Schlemm’s canal cannulation cannot be completed in approximately 7.3–26% of cases because of anatomical anomalies of Schlemm’s canal, trabecular meshwork scars or other reasons, but this percentage tends to decrease with experience [34, 44,45,46]. The microcatheter may stick at the entrance of a large collector channel, resisting the surgeon’s attempts of advancement. In these cases it may be useful to slightly push over the distal tip of the catheter at the level of the limbus. If this is not useful, the catheter should be retracted, and the cannulation should be tried through the ostium opposite from Schlemm’s canal. Creation of a false path and penetration of the microcatheter into the anterior chamber are exceptional intraoperative complications, and their incidence decreased with the surgeon’s experience [41].
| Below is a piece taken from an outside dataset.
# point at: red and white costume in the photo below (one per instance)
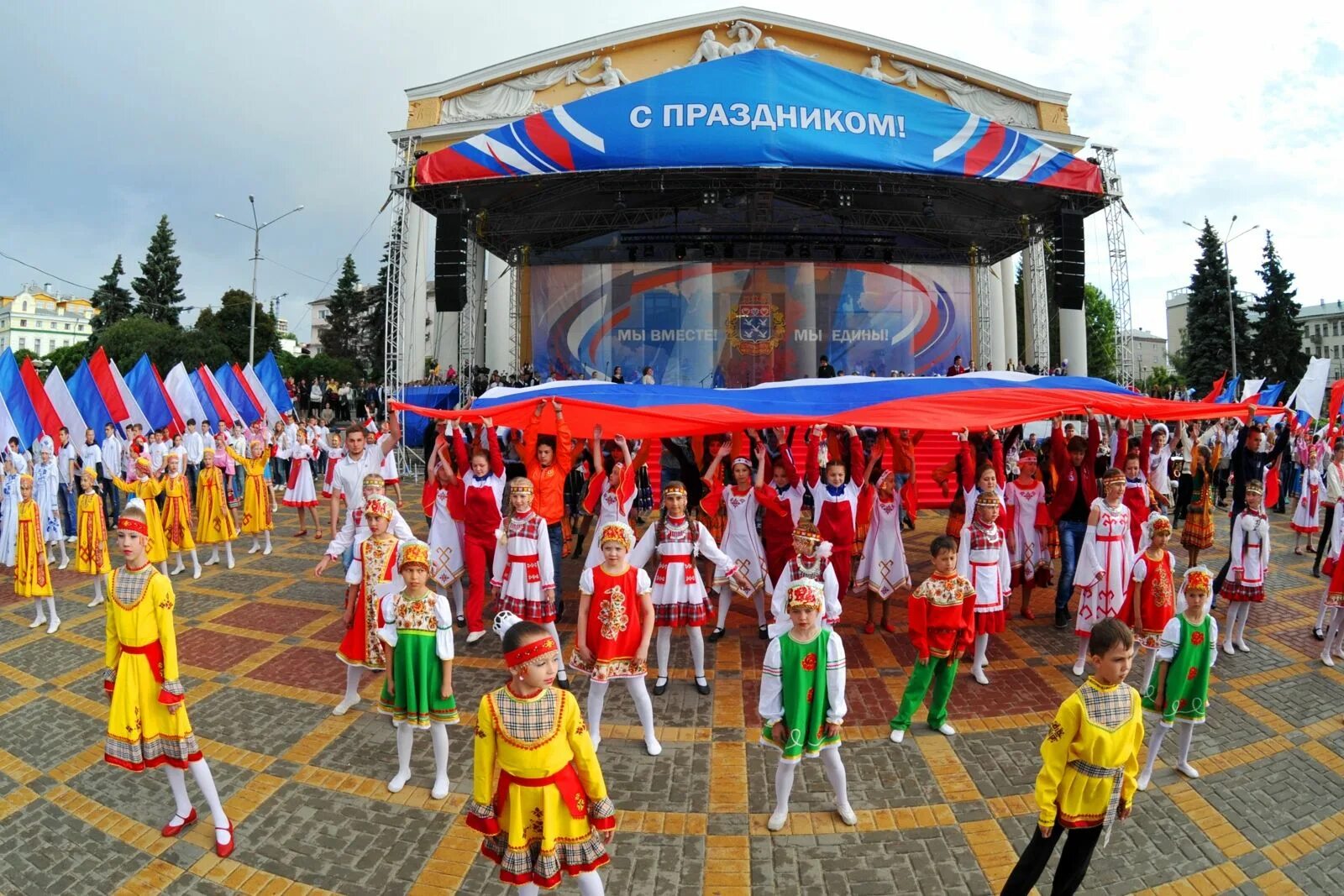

Descemet’s membrane detachment is a rare but potentially vision-threatening complication [47, 48]. Its frequency has been reported between 1.6% and 9.1% [44,45,46, 49]; however one case of bilateral Descemet’s membrane detachment has been reported [34]. Descemet’s membrane detachment happens when there is a strong adhesion between the inner and outer walls of Schlemm’s canal, exceeding the resistance of the junction between Descemet’s membrane and Schwalbe’s line. Forcing viscoelastic material in these cases may cause a Descemet’s membrane detachment. Descemet’s membrane detachment is usually limited in size (1–2 mm) and resolves spontaneously. Rarely, it may extend until the visual axis, requiring additional intervention [44, 50].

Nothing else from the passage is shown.